As we drove our prize at leisure, Santa Anna marched to catch us; His rage surpassed all measure, Because he could not match us. He fled to his hall pillars; But, ere our force we led off, Some sacked his house and cellars, While others cut his head off."
Poetry has always been allowed some licence, and we suppose we must pass over the assertion in the last line, by merely observing by the way that Santa Anna is, in vulgar phrase, still "alive and kicking."
The song ends thus:
"We then, in strife bewildering, Spilt blood enough to swim in; We orphaned many children, (childering) And widowed many women.
The eagles and the ravens We glutted with the foemen; Their heroes and their cravens, Their lancers and their bowmen.
As for Santa Anna, their blood-red chief, His head was borne before us; His wine and beasts supplied our feasts, And his overthrow our chorus."

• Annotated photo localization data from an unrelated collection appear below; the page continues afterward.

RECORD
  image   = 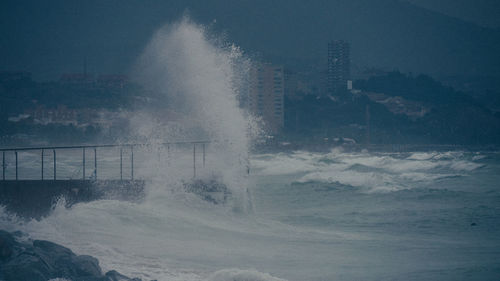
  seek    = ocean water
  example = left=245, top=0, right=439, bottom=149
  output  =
left=1, top=149, right=500, bottom=281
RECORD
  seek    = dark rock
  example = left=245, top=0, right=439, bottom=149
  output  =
left=1, top=250, right=53, bottom=281
left=0, top=230, right=17, bottom=261
left=0, top=230, right=144, bottom=281
left=31, top=239, right=100, bottom=278
left=73, top=255, right=103, bottom=277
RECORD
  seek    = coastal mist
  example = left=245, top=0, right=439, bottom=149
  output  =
left=1, top=18, right=500, bottom=281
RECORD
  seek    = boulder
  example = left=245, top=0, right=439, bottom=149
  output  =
left=32, top=239, right=102, bottom=278
left=0, top=230, right=145, bottom=281
left=0, top=230, right=17, bottom=261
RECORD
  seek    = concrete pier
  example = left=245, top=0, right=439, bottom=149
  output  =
left=0, top=180, right=145, bottom=219
left=0, top=141, right=210, bottom=219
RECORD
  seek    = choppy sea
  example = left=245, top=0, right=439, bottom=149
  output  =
left=1, top=149, right=499, bottom=281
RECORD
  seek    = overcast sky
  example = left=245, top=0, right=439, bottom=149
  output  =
left=1, top=0, right=498, bottom=80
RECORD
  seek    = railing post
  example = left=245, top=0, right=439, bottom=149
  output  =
left=83, top=147, right=86, bottom=180
left=41, top=149, right=44, bottom=180
left=131, top=146, right=134, bottom=180
left=2, top=151, right=5, bottom=181
left=53, top=149, right=56, bottom=180
left=120, top=148, right=123, bottom=181
left=202, top=143, right=205, bottom=168
left=0, top=141, right=211, bottom=182
left=94, top=148, right=97, bottom=180
left=167, top=144, right=170, bottom=166
left=193, top=143, right=196, bottom=178
left=15, top=151, right=18, bottom=181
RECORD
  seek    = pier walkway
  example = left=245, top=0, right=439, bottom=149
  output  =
left=0, top=141, right=210, bottom=218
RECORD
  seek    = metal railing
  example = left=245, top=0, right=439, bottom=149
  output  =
left=1, top=141, right=209, bottom=181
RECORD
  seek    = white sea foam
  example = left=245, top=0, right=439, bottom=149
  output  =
left=407, top=152, right=438, bottom=160
left=251, top=152, right=320, bottom=176
left=449, top=160, right=483, bottom=171
left=257, top=150, right=484, bottom=192
left=208, top=269, right=288, bottom=281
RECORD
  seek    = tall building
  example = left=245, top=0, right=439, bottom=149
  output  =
left=248, top=63, right=285, bottom=134
left=327, top=40, right=350, bottom=96
left=284, top=69, right=299, bottom=101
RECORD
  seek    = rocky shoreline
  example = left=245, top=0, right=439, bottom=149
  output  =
left=0, top=230, right=152, bottom=281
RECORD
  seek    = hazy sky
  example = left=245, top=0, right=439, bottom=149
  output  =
left=406, top=0, right=500, bottom=28
left=1, top=0, right=498, bottom=80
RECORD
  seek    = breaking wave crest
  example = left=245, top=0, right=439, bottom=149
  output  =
left=131, top=16, right=259, bottom=211
left=252, top=149, right=484, bottom=192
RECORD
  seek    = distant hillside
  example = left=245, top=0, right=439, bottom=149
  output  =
left=353, top=72, right=500, bottom=144
left=355, top=72, right=477, bottom=105
left=284, top=72, right=500, bottom=145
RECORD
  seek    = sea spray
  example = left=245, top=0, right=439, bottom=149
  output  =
left=132, top=17, right=260, bottom=210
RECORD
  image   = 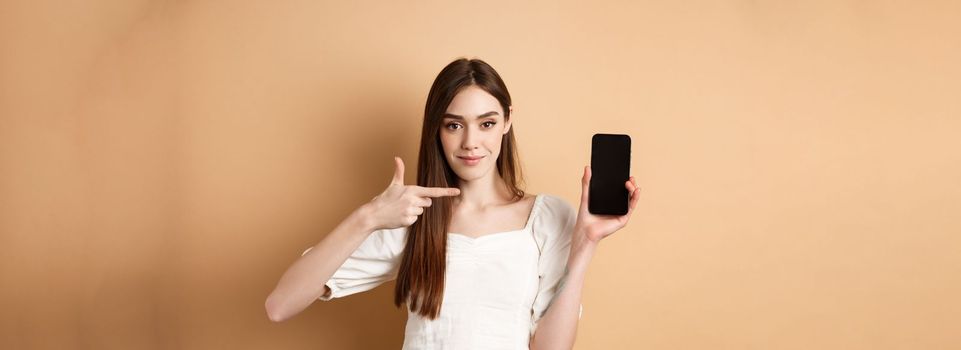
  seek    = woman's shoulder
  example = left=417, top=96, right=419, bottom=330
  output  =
left=534, top=193, right=575, bottom=214
left=531, top=193, right=576, bottom=229
left=529, top=193, right=576, bottom=250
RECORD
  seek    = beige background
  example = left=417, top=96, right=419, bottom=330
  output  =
left=2, top=0, right=960, bottom=349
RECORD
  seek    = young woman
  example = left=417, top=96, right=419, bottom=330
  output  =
left=265, top=58, right=640, bottom=349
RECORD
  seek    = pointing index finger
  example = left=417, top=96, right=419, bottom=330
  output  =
left=412, top=186, right=461, bottom=198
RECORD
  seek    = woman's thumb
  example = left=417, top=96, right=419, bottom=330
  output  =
left=391, top=156, right=405, bottom=185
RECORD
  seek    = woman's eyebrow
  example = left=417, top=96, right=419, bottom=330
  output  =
left=442, top=111, right=500, bottom=120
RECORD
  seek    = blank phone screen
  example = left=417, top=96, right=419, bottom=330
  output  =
left=589, top=134, right=631, bottom=215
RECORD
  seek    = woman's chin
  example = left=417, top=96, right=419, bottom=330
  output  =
left=451, top=167, right=491, bottom=182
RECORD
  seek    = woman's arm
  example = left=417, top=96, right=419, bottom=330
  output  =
left=530, top=166, right=640, bottom=349
left=529, top=229, right=596, bottom=349
left=264, top=205, right=377, bottom=322
left=264, top=157, right=460, bottom=322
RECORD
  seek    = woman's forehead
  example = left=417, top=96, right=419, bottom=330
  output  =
left=445, top=86, right=502, bottom=118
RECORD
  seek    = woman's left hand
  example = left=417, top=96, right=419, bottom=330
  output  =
left=573, top=166, right=641, bottom=244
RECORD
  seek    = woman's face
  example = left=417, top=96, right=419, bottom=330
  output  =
left=439, top=85, right=512, bottom=183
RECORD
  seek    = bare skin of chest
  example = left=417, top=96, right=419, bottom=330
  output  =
left=448, top=195, right=536, bottom=238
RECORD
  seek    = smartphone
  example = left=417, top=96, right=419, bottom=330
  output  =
left=589, top=133, right=632, bottom=215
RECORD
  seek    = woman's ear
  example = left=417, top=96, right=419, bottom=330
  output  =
left=503, top=106, right=513, bottom=135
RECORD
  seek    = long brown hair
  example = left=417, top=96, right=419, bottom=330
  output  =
left=393, top=58, right=525, bottom=319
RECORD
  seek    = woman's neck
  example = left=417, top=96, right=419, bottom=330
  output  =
left=453, top=173, right=514, bottom=210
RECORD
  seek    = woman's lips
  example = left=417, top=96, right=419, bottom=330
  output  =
left=457, top=155, right=485, bottom=166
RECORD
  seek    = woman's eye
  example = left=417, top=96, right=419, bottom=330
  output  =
left=482, top=121, right=496, bottom=128
left=446, top=123, right=462, bottom=130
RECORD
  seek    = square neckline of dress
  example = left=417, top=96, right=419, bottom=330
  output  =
left=447, top=193, right=544, bottom=241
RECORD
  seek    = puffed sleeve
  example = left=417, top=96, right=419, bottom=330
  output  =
left=529, top=195, right=583, bottom=337
left=300, top=226, right=407, bottom=301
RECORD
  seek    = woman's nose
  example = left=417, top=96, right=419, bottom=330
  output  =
left=460, top=128, right=479, bottom=149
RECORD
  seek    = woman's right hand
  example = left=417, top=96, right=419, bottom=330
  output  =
left=366, top=156, right=461, bottom=230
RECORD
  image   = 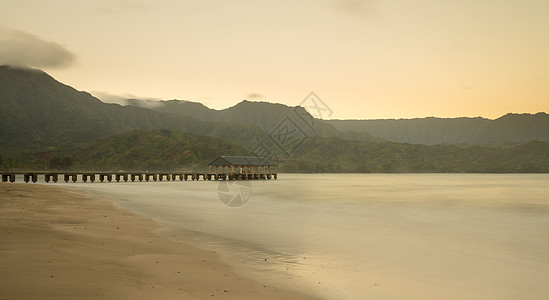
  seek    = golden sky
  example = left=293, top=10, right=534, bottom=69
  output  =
left=1, top=0, right=548, bottom=119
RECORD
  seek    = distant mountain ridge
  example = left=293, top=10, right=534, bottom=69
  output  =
left=123, top=98, right=379, bottom=143
left=126, top=99, right=302, bottom=132
left=123, top=98, right=549, bottom=146
left=326, top=113, right=549, bottom=145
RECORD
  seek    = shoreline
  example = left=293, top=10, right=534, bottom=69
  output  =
left=0, top=183, right=319, bottom=299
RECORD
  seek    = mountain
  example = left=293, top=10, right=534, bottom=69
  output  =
left=113, top=98, right=549, bottom=173
left=122, top=99, right=380, bottom=143
left=326, top=113, right=549, bottom=145
left=122, top=98, right=549, bottom=146
left=133, top=99, right=305, bottom=132
left=2, top=65, right=548, bottom=173
left=0, top=65, right=268, bottom=155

The foregoing extracts are all in a warlike strain. We will now give a few specimens of the softer lyrics in which these scalpers indulge. The Irish melodies of Moore are, it appears, not unknown even amongst them; and that they are admired, the following imitation, or rather parody, of one of the most beautiful of them will sufficiently show.
"There is not in the wide world a valley so sweet As that Mexican vale in whose bosom "lakes" meet. Oh! the last ray of feeling and life must depart, Ere the bloom of that valley shall fade from my heart!
Yet it was not that nature had shed o'er the scene Her purest of crystal, and brightest of green; 'Twas not the soft magic of streamlet or hill: Oh, no, it was something more heart-touching still!
'Twas remembrance of all,—Montezuma—his throne— The power and the glory of Aztek all gone! Like the leaves of the forest in autumn are strewn, Were the splendour and hope of that race overthrown.